The Kenya Revenue Authority will miss this financial year’s target by over 20 billion shillings following what the taxman calls policy and administrative measures by the government.
KRA Commissioner General John Njiraini says the authority was expected to raise slightly over 733 billion shillings in the year but with the current macroeconomic environment the authority will only achieve 712 billion shillings.
At the start of the 2011/2012 financial year KRA targeted to raise 733.4 billion shillings a growth of 15.5% over 2010. Kshs.696.9 was to be raised as exchequer revenues and 36.5b as agency revenues.
However as a result of interventions taken to address the cost of living such as reduction of duties and taxes on petroleum and food products, these targets have been hard to meet as petroleum taxes witnessed a reduction of 2.5%.
The taxman is now urging parliament to quickly enact the proposed VAT bill which is expected to significantly scale down exemptions and zero ratings.
The discontinuation of withholding VAT has also affected collections of indirect taxes which declined by 3.3%.

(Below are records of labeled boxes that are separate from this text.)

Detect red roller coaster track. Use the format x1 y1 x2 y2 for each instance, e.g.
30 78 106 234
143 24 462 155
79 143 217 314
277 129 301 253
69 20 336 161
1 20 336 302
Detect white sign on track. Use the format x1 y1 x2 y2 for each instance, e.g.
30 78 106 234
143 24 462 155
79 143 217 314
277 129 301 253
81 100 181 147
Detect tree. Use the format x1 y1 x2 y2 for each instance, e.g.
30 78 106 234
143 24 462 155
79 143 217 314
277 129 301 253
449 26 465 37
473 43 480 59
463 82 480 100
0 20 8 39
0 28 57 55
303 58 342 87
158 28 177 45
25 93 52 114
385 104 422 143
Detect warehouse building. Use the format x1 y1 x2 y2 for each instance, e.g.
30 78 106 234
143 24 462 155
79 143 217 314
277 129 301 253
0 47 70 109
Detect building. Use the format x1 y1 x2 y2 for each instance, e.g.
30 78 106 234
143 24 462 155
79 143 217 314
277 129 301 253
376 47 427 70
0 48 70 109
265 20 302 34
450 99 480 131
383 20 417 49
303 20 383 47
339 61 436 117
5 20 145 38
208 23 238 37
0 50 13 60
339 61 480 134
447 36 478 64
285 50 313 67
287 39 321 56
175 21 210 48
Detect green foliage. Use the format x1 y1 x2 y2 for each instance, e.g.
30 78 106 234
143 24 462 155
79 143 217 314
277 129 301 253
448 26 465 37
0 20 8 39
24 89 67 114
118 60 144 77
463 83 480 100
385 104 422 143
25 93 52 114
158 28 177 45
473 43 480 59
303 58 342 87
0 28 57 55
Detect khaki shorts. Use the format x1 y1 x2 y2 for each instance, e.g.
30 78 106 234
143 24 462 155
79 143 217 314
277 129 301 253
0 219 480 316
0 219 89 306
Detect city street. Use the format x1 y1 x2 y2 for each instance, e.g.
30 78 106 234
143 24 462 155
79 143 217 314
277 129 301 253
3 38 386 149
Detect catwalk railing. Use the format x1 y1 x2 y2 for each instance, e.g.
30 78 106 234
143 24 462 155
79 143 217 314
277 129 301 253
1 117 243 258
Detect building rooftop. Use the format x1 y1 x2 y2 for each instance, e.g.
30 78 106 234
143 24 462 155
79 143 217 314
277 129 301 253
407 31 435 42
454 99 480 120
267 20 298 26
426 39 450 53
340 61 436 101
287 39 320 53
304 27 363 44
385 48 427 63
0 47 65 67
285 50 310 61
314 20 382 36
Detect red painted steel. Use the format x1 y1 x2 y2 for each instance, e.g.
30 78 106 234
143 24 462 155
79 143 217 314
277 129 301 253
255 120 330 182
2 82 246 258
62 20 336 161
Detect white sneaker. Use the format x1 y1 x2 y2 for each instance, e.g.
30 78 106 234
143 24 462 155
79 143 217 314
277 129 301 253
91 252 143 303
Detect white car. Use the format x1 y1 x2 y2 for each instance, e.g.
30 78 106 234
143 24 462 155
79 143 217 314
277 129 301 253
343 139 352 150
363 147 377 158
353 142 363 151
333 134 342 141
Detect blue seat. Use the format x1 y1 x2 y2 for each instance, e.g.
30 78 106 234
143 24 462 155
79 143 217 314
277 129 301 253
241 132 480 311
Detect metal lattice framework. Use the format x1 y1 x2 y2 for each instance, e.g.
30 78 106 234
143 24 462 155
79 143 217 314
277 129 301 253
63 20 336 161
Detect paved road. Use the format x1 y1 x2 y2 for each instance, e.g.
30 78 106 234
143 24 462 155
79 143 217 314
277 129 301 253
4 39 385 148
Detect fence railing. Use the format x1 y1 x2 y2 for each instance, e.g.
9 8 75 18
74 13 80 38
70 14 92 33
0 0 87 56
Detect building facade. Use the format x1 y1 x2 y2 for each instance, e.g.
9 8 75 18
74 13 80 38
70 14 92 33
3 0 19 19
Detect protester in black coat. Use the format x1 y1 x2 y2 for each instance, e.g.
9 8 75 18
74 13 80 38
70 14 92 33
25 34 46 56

Withholding tax alone accounts for 10% of VAT. This comes even as the taxman sounds alarm on declining collections from taxes on beer.
KRA says beer collections are coming down as consumptions shifts patterns with demand increasing for non taxed non malt containerized brands of beer.
To bridge the deficit in the future KRA is now targeting the booming real estate market to ensure property developers and landlords file accurate tax declarations. KRA collected Kshs.160.4b in Q3 meaning the months January to march and targets 213.4b in 4th quarter.